Here is a quick edit I did:




(If you like the edit and want to dissect it, here is the TIF file. I'm happy to answer any questions if you have any.
Dropbox - _MG_7100.tif

I think it also makes an interesting black and white: http://orig11.deviantart.net/5205/f/2016/120/5/e/_mg_7100bw_by_danostergren-da0ub0h.jpg

I also thought I should comment on the head tilt in the last image: I love it. It says so much more than a stiff, straight-on look. It adds interest and personality. Don't box yourself into these stupid masculine/feminine rules, and keep doing what you're doing.

The styling on the first guy is a bit boring in my opinion, but the styling on the second guy looks more like something I would see published in a magazine. That model has a high fashion/ agency look to him, and I would definitely work with him more. I'd love to see any more of the shots you got of him.

My least favorite shot is the 3rd one. I don't like the dark spots under his eyes and recommend dodging them to make them less apparent (but don't get rid of them completely), and I don't like the way the color tone of the background looks against his skin. I also don't like the way he's pointing out of the frame. None of these are bad shots though.

I like your skin editing overall. Like I mentioned before, just reduce the dark spots under the eyes just a little bit to make him look less sleep deprived.

Next time you shoot a male, try to use light that is at a slightly higher axis point in order to sculpt their features a bit more (cheek bones and jaw line).


----------



## binga63 (Apr 30, 2016)

I won't get into the pose, there may have been 100's of pics shot and the ones "you" chose  were what you are drawn to, my only thought is that their skin looks a little soft/smooth...losing cheek and jaw definition....


----------



## Overread (Apr 30, 2016)

Thread locked for moderation


----------



## Overread (Apr 30, 2016)

Thread re-opened for use NOTICE.

1) This thread is not a place to discuss the subject of homosexuality and femininity with regard to appearance/photography. If you want to raise that as a debate you are free to do so but take it outside this thread;

2) The purpose of an ignore list is to allow a user to ignore someone not to use it as some kind of beat stick to flash in someones face to annoy them whilst speaking to them. Anyone caught abusing the ignore list in such a manner is liable to be disciplined for such behaviour


----------



## mmaria (Apr 30, 2016)

ok guys

I don't have enough of time today to reply to all of you, but I will reply to all of you when I can.

I came here just to tell a few things that I think can't wait.

First, I think* I made a mistake* because I didn't clarify some things in my op and it's completely understandable that the way I said those sentence led to some conclusions I didn't want to..
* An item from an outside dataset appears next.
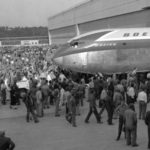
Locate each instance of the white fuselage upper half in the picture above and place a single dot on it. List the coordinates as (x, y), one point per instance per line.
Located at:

I SAID: "My main concern with shooting men was that I won't be able to produce anything "manly" enough. While I was shooting them, I was thinking "Oh well this isn't that difficult". Guys were just awesome, really. We had a good time together."
I SHOULD SAY: "My main concern with shooting men, *before I went to shoot these two guys*, was that I won't be able to produce anything "manly" enough. *But when I met them, when I saw and felt them, I wasn't worried about that at all, because I decided that I'll just let them be who they are. and *while I was shooting them, I was thinking "Oh well this isn't that difficult". Guys were just awesome, really. We had a good time together."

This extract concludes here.